If conservative pundits like Ann Coulter and Breitbart's John Nolte want to make fools of themselves, so be it.  But as a Christian and by consequence a political conservative, I want no part of the Donald Trump campaign.

I admit to being initially amused by The Donald's antics, and delighted by the fits he was giving the mainstream press and Republican establishment so desperate to eliminate him.  But the longer this reality TV show has dragged on, the more frustrated I have become with this mindless game far too many Christians and conservatives seem to be playing.

Because they rightly despise the Republican establishment,whose repeated capitulations to the godless left allow our country to be sucked helplessly into economic and moral oblivion, these conservatives pretend that simply attacking that Republican establishment makes Donald Trump something other than a liberal charlatan. 

But he isn't.  Trump copied the immigration position that had been espoused for four years by Senator Ted Cruz, spoke it in racially inflammatory terms during his presidential campaign announcement, and the media's subsequent inability to browbeat Trump into an apology inspired and enthused a Republican electorate beyond exhausted with wimp candidates like Mitt Romney and John McCain. 

They gravitated toward Trump's politically incorrect manner.  So be it.  But as refreshing as Trump's boorishness towards these irritating engines of media manipulation and political sophistication may be, it doesn't erase this one critical morsel of truth: Trump is not a conservative.

I fully understand that it gains the conservative movement precisely nothing in our effort to reverse the damage being inflicted upon our civilization by the left to either nominate someone who will lose to a liberal in the general election or compromise with a leftist agenda once in office.  That's why I'm not campaigning for John Kasich or Jeb Bush.  It's why I wasn't a supporter of Chris Christie or Lindsey Graham. 

But I remain shocked that so many supposed conservatives think it would be somehow preferable to nominate a liberal like Trump.  If Kasich or Bush is unacceptable because both would compromise with liberals, wouldn't it stand to reason that Trump is more unacceptable since he is one?
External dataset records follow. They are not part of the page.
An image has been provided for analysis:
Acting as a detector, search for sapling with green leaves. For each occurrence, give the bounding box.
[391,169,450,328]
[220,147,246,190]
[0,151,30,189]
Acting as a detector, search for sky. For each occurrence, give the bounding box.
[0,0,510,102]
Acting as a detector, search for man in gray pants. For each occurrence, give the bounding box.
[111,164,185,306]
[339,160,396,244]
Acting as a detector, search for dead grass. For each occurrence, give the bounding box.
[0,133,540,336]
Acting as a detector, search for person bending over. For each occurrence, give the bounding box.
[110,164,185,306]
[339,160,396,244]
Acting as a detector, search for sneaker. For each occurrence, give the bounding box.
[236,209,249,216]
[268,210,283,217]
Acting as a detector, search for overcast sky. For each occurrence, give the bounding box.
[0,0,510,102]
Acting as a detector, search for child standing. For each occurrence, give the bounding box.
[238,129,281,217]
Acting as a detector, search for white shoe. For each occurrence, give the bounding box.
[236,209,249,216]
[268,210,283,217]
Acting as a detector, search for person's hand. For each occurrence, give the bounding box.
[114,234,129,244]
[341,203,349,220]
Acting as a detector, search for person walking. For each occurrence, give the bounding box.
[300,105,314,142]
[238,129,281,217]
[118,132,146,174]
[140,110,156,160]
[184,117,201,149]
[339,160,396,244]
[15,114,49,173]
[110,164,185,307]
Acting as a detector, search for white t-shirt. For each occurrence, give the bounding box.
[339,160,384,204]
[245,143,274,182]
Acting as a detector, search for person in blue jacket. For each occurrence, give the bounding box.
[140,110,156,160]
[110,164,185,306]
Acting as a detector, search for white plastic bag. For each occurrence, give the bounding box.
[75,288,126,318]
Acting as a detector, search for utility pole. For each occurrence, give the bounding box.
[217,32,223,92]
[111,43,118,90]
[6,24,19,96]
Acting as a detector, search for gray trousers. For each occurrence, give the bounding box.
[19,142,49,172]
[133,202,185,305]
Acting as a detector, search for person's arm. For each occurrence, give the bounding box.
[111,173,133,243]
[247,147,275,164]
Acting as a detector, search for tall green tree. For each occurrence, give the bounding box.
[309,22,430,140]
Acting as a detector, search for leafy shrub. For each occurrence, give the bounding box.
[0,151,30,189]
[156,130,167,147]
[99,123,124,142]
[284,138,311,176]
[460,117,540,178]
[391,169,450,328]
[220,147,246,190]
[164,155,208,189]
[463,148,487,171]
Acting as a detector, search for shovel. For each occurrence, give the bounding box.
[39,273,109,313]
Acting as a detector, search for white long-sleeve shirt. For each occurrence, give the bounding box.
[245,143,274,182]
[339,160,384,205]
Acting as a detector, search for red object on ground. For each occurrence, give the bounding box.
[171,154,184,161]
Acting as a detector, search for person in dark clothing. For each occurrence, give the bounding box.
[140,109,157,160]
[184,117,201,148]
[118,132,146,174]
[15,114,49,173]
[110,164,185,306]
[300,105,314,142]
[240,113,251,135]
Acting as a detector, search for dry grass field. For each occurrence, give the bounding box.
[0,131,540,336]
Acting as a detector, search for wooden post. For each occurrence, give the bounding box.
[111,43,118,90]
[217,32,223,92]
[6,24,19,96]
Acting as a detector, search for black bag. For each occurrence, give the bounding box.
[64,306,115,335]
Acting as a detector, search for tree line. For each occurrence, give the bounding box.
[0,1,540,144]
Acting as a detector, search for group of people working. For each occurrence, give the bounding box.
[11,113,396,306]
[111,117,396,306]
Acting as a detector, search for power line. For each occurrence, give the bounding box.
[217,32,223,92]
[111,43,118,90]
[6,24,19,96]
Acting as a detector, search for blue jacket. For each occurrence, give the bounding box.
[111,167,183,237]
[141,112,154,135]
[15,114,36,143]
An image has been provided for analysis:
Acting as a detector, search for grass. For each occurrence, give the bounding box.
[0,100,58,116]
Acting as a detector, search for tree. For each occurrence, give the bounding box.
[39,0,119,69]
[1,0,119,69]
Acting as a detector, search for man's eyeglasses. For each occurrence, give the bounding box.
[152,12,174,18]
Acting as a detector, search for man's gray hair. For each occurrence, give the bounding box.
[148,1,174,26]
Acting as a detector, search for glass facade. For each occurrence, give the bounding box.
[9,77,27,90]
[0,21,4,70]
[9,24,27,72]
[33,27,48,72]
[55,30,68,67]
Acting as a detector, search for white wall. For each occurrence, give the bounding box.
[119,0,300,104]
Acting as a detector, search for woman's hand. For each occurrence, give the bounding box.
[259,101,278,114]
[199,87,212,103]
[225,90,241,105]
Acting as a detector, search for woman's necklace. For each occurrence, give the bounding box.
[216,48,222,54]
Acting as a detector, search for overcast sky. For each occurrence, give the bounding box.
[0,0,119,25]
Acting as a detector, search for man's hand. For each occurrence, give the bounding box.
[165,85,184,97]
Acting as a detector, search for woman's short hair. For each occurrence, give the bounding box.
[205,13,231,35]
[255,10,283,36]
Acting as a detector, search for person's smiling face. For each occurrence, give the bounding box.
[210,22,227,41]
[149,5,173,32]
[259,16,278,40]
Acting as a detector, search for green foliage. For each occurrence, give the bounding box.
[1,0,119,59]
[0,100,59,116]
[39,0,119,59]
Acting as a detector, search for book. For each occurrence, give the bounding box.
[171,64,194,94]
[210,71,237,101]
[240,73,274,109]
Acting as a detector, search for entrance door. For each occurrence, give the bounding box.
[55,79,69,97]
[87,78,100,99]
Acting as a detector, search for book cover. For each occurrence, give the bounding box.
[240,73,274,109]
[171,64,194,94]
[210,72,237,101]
Donald J. Trump said in the most recent Republican debate that Planned Parenthood "does do wonderful things, but not as it relates to abortion."  I implore fellow Christians and conservatives: how would we react if a candidate said, "The Nazis did some wonderful things, but not as it relates to killing Jews"?
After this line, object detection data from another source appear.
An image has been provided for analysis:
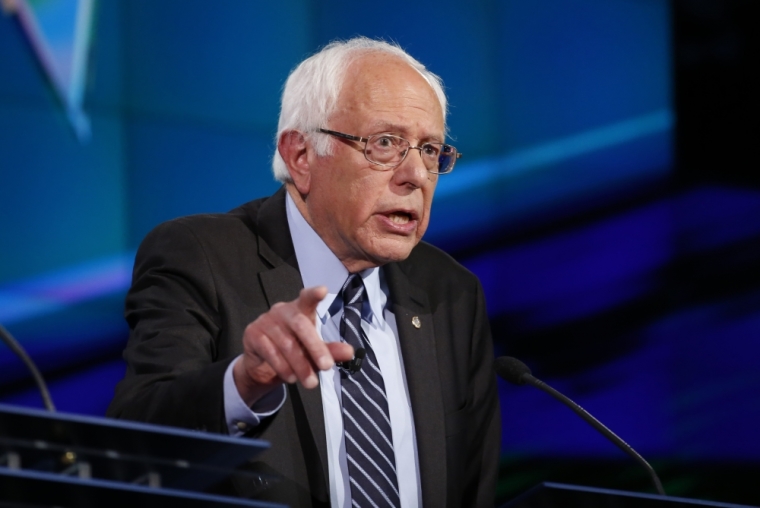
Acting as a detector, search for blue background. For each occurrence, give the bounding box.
[0,0,760,502]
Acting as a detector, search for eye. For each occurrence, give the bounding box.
[422,143,441,158]
[374,136,397,148]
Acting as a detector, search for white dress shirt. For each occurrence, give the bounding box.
[224,194,422,508]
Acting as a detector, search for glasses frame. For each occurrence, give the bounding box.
[317,128,462,175]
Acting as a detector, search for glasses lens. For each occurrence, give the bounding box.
[364,134,409,164]
[437,145,457,173]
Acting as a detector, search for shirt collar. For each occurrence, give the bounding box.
[285,193,388,322]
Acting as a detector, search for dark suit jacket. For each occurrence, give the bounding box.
[108,189,501,507]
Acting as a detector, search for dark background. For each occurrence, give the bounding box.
[0,0,760,504]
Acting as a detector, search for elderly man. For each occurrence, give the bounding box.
[109,38,500,507]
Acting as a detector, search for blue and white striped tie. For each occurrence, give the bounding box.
[340,273,401,507]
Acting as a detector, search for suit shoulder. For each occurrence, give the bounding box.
[399,242,480,290]
[146,198,267,239]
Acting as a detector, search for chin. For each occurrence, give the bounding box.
[371,238,419,265]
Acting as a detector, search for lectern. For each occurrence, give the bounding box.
[0,404,283,508]
[501,482,752,508]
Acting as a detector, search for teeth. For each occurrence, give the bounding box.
[389,213,409,224]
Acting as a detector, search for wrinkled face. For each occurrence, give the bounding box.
[302,54,444,272]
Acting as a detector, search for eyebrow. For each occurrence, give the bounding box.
[369,122,445,143]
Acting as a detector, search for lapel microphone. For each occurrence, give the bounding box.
[338,347,367,374]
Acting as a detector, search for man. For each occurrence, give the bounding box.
[109,38,500,507]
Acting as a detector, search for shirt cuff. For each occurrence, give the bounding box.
[224,355,287,437]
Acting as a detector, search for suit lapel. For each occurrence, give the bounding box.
[256,187,329,499]
[383,263,446,506]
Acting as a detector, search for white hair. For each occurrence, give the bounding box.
[272,37,446,182]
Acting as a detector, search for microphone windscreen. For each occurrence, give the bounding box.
[493,356,530,385]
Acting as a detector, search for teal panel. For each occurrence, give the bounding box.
[127,120,279,245]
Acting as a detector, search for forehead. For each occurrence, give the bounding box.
[334,53,444,138]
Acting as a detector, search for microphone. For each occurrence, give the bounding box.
[338,347,367,374]
[0,325,55,413]
[494,356,666,496]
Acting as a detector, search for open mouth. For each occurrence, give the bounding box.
[388,212,413,225]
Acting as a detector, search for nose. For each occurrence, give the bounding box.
[393,146,433,188]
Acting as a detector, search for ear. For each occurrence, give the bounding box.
[277,130,311,196]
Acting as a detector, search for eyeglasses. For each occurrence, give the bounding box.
[318,129,462,175]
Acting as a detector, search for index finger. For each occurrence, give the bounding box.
[290,313,335,370]
[296,286,327,320]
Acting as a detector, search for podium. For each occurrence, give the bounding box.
[501,482,752,508]
[0,404,283,508]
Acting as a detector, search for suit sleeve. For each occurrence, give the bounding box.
[107,221,231,433]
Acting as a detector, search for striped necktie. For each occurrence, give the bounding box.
[340,273,401,507]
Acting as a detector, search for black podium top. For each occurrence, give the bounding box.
[502,482,752,508]
[0,404,275,508]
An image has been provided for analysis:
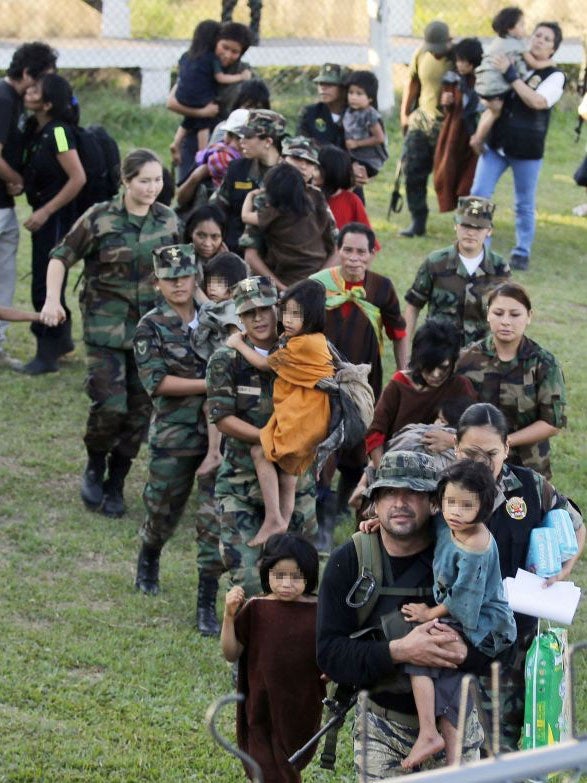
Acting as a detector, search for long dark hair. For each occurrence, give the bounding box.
[41,73,79,125]
[188,19,220,59]
[263,163,312,217]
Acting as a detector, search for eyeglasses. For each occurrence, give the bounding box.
[269,568,306,582]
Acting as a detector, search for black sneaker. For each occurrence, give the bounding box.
[510,253,530,272]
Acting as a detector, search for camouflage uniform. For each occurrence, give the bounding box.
[51,196,178,458]
[134,245,224,577]
[206,278,317,595]
[405,250,511,346]
[456,335,567,478]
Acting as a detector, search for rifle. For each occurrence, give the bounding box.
[387,154,404,220]
[288,686,359,770]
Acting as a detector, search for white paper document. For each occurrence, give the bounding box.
[503,568,581,625]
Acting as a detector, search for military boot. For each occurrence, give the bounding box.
[196,574,220,636]
[135,544,161,595]
[80,451,106,511]
[100,451,132,517]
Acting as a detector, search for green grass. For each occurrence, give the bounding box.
[0,75,587,783]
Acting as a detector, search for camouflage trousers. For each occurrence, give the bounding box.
[84,345,151,459]
[403,130,438,217]
[139,450,224,579]
[353,701,483,780]
[216,461,318,597]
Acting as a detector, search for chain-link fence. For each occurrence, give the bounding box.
[0,0,587,110]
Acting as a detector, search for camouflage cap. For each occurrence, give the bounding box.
[455,196,495,228]
[363,451,438,498]
[281,136,318,166]
[232,277,279,315]
[424,20,450,54]
[153,244,198,278]
[312,63,349,86]
[238,109,286,138]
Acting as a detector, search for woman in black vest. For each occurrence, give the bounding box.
[456,402,585,750]
[471,22,565,270]
[22,73,86,375]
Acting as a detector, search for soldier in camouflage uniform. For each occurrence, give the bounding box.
[41,149,179,516]
[404,196,511,345]
[400,21,453,237]
[221,0,263,46]
[456,283,567,478]
[206,277,317,595]
[134,245,224,636]
[317,451,483,781]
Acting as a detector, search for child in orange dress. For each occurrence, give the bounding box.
[226,280,334,546]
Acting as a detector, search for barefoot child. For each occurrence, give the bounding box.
[221,533,325,782]
[470,6,553,154]
[227,280,334,547]
[342,71,389,177]
[191,253,247,476]
[401,460,516,769]
[170,19,251,163]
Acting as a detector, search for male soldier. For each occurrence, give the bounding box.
[317,451,482,780]
[134,245,224,636]
[206,277,316,595]
[400,21,452,237]
[404,196,511,346]
[0,42,57,369]
[221,0,263,46]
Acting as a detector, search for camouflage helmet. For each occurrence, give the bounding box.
[232,277,279,315]
[238,109,286,138]
[153,244,198,278]
[363,451,438,498]
[455,196,495,228]
[281,136,318,166]
[312,63,349,87]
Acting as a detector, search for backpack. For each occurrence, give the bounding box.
[75,125,120,215]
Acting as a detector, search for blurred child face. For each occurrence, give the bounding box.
[155,275,196,307]
[281,299,304,337]
[206,275,230,302]
[442,481,480,532]
[457,57,475,76]
[214,38,243,68]
[269,558,306,601]
[508,16,526,38]
[347,84,371,109]
[283,155,316,184]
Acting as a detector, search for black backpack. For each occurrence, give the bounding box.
[75,125,120,215]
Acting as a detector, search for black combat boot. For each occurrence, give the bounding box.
[399,212,428,239]
[17,335,59,375]
[100,451,132,517]
[196,574,220,636]
[135,544,161,595]
[80,451,106,511]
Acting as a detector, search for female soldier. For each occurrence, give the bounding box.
[41,149,179,516]
[22,73,86,375]
[457,283,566,478]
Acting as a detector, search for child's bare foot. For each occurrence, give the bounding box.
[196,452,222,476]
[247,517,288,547]
[169,142,181,166]
[402,732,444,769]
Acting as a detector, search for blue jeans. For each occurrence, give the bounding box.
[471,148,542,257]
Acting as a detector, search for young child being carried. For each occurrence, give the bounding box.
[220,533,325,781]
[342,71,389,177]
[401,459,516,769]
[470,6,553,155]
[226,280,334,547]
[170,19,251,163]
[191,253,248,476]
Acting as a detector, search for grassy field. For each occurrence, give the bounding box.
[0,72,587,783]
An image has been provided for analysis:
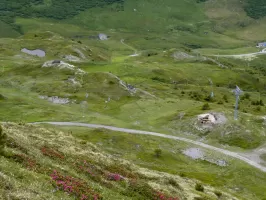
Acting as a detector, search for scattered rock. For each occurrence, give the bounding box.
[73,48,86,59]
[172,52,194,60]
[39,96,70,104]
[21,48,46,57]
[42,60,86,74]
[183,148,228,167]
[63,55,81,62]
[98,33,108,40]
[198,113,227,125]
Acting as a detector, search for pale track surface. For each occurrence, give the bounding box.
[30,122,266,172]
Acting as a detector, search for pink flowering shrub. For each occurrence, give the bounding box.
[107,173,124,181]
[74,160,99,177]
[13,154,38,170]
[154,192,179,200]
[50,170,102,200]
[41,147,65,160]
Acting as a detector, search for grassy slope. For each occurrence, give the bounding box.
[0,124,241,200]
[0,0,266,199]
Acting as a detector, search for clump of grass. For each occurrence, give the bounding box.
[195,183,204,192]
[201,103,211,110]
[154,149,162,158]
[0,125,7,155]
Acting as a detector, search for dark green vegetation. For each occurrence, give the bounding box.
[56,127,266,200]
[245,0,266,19]
[0,123,240,200]
[0,0,123,33]
[0,0,266,200]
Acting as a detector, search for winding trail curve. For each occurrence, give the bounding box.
[30,122,266,172]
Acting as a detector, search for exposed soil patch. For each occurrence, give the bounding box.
[21,48,46,57]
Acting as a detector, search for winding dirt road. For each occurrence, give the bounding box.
[214,48,266,58]
[30,122,266,172]
[120,39,139,57]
Surely such a comment would be a deal-breaker, right?  It doesn't matter if the Nazis had a strong education plan or wanted to simplify the tax code.  They were slaughtering innocent human beings.  That is why this comparison is entirely appropriate. 

If murdering human fetuses for profit, selling their dismembered parts, and protecting sex traffickers from prosecution isn't enough to convince you that an organization needs to be shuttered and demolished, you are not conservative.

The same must be said regarding Trump's absurd suggestion that George W. Bush lied about weapons of mass destruction as a pretext to invade Iraq or that 9/11 (a plot contrived during the Clinton administration) was Bush's fault.  I suppose we should be thankful that the foul-mouthed entertainer stopped short of shouting over the crowd's boos that "jet fuel doesn't melt steel beams." 

It's interesting how Trump scored laughs at the first presidential debate by mocking and disparaging notorious left-wing conspiracy theorist Rosie O'Donnell, given that he is now reciting her talking points.

Simply put, no conservative makes that statement.  Conservatives don't recite the disgracefully discredited "Bush lied, people died" smear.  They don't say nice things about Planned Parenthood – an organization that according to its president, Cecile Richards, makes 86% of its profit off killing children.  Conservatives don't say nice things about using the power of government to confiscate people's private property  – not for a public use, but to give to a wealthier private developer that will generate more tax revenue for the government.  Donald Trump does all those things.

Loathing the Republican establishment and all it's done to help liberalism germinate, incubate, and infiltrate our culture is logical.  But supporting a liberal to take over the Republican Party in some bizarrely twisted hope that he will dismantle that establishment and help conservatism is not.